As for the magic glue, in the compile Format Designer window, examine the Markup pane, where at the top you’ll find an Internal link prefix and suffix field pair. As this example project the hyperref package, I make use of the \autoref command, but that is where you would change that. It sounds like you already have a handle on how to get the label itself into the right places, but just in case, check Section Layouts and have a look at the Prefix tab for any of the section-oriented layouts, such as Chapter or Subsection. The <$linkID> placeholder is more robust than <$title_no_spaces> (which might still include invalid characters), but it does create a more “machine generated” result.

In the text itself, all you have to do to create a cross-reference is drag and drop the item you want to link to into the text editor, either on its own to refer to it by title, or onto a selection of text.

Markdown is definitely something to consider, as it does a lot of this for you, and is easy on the eyes and fingers while writing; plus, Scrivener has a larger toolset for working with it, whereas .tex generation is 100% a product of the compile settings and editor technique. Here is an example input/output:


## Heading Title

A reference to [Heading Title] looks like this.

Output (built-in MultiMarkdown → LaTeX):

\chapter{Heading Title}
\label{headingtitle}

A reference to Heading Title (\autoref{headingtitle}) looks like this.

And as above, this can be done without markup as well.

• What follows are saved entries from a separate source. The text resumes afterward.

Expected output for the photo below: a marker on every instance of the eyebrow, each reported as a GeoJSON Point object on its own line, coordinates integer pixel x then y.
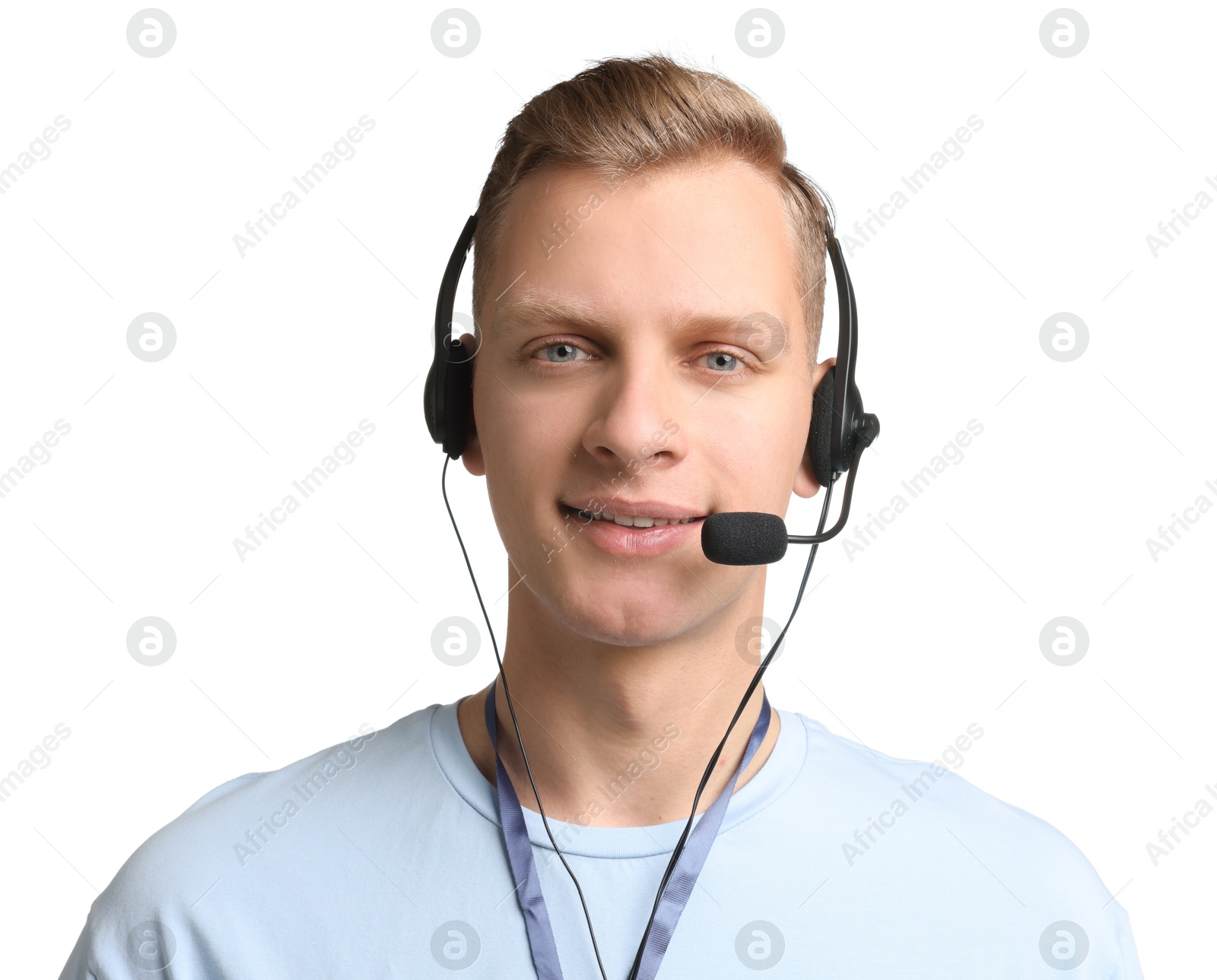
{"type": "Point", "coordinates": [533, 310]}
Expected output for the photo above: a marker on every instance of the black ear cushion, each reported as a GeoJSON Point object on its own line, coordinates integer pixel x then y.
{"type": "Point", "coordinates": [448, 423]}
{"type": "Point", "coordinates": [458, 400]}
{"type": "Point", "coordinates": [429, 403]}
{"type": "Point", "coordinates": [819, 442]}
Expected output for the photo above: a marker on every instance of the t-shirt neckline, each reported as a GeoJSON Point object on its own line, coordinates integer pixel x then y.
{"type": "Point", "coordinates": [776, 776]}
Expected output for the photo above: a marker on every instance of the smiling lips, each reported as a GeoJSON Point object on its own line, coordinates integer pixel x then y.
{"type": "Point", "coordinates": [642, 529]}
{"type": "Point", "coordinates": [637, 521]}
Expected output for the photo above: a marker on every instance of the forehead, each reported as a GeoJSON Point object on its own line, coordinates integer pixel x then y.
{"type": "Point", "coordinates": [672, 245]}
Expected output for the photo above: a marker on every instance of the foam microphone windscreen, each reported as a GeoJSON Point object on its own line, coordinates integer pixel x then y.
{"type": "Point", "coordinates": [744, 538]}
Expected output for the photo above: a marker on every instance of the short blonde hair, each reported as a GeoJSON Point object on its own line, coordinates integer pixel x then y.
{"type": "Point", "coordinates": [624, 116]}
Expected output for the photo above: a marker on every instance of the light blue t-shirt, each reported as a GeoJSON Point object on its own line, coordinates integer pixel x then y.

There is an optional flag for converting internal links to Markdown, which will use the bracket syntax you see here, and as well your outline can be converted to hierarchical headings (where this is level 2 in the draft) automatically.

I used to write exclusively in LaTeX, but pretty much abandoned that entirely when MultiMarkdown and Pandoc came about, turning what had been up until that point a simple web page/snippet generator into a fully powered document production system.